À l’approche des élections régionales – prévues les 20 et 27 juin prochains – Antoine Cadi, expert biodiversité et économie, propose une liste de points d’attention pour voter en toute connaissance de cause.
Vous êtes nombreux à poser la question de la relation entre défis environnementaux et élections régionales. Que pouvons-nous attendre des élections régionales, sur ce sujet ? Plusieurs choses. Il est important de fouiller dans les propositions des différents candidats que vous aurez sur vos territoires pour regarder ce qui s’y niche.
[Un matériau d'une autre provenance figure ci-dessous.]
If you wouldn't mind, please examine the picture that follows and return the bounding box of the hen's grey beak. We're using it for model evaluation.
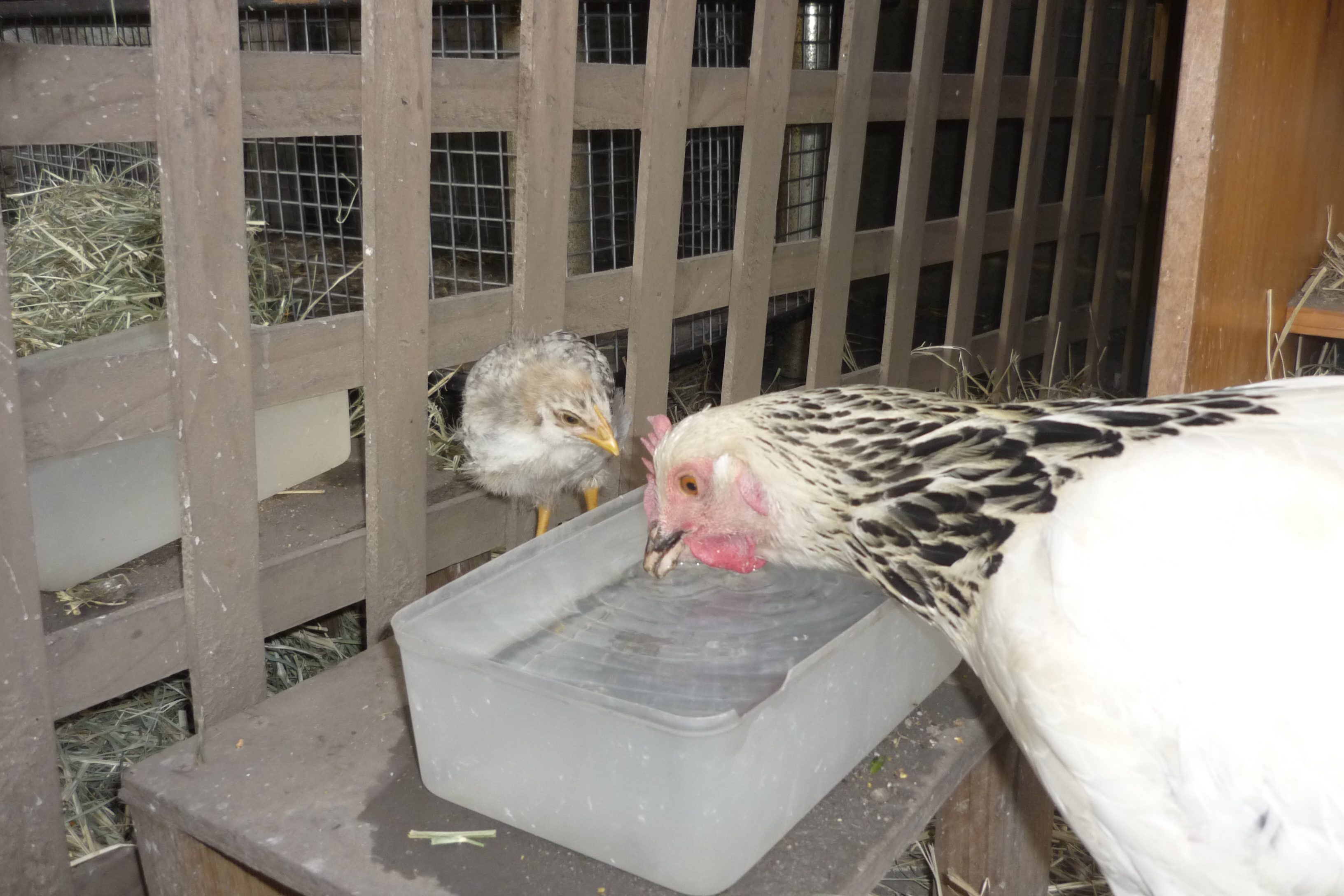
[644,525,686,579]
Voici quelques idées de sujets qui devraient y figurer. Et si vous ne comprenez pas les informations apportées par le candidat ou si elles vous paraissent insuffisamment précises, non assorties d’un calendrier concret ou d’engagements formalisés, n’hésitez pas à éclaircir la question auprès de lui !
LUTTE CONTRE L’ARTIFICIALISATION
Nous sommes arrivés à un moment-clé : notre développement nous a fait surconsommer les espaces naturels, agricoles, forestiers, en les artificialisant… Il est important, aujourd’hui, de redonner des espaces à la nature ainsi qu’aux milieux agricoles et forestiers. Il faut inventer un modèle de société qui va optimiser les espaces déjà artificialisés (sobriété foncière), mais également doit être en capacité de désartificialiser pour restaurer une partie de ces espaces. Ce sujet est actuellement en débat au Sénat après être passé entre les mains des députés. Sujet concomitant, celui des trames vertes et bleues, la connexion entre les éléments de nature qui lui confèrent sa résilience. Que dit le programme des candidats sur ces sujets ?
PROTECTION DE LA BIODIVERSITÉ
La biodiversité, c’est la vie. Les animaux, les végétaux, les champignons, bactéries… les écosystèmes que ces espèces constituent, leurs interactions, leur patrimoine génétique. Une partie de ces espèces et écosystèmes est aujourd’hui menacée et doit donc faire l’objet d’une attention particulière. À l’échelle d’une région, souvent fière d’héberger telle ou telle espèce de mammifère, d’oiseau ou autre, il est important que les candidats aient une juste connaissance de ce patrimoine naturel et une stratégie pour répondre à cet enjeu majeur. Ce point devrait apparaître dans leur programme : à vérifier.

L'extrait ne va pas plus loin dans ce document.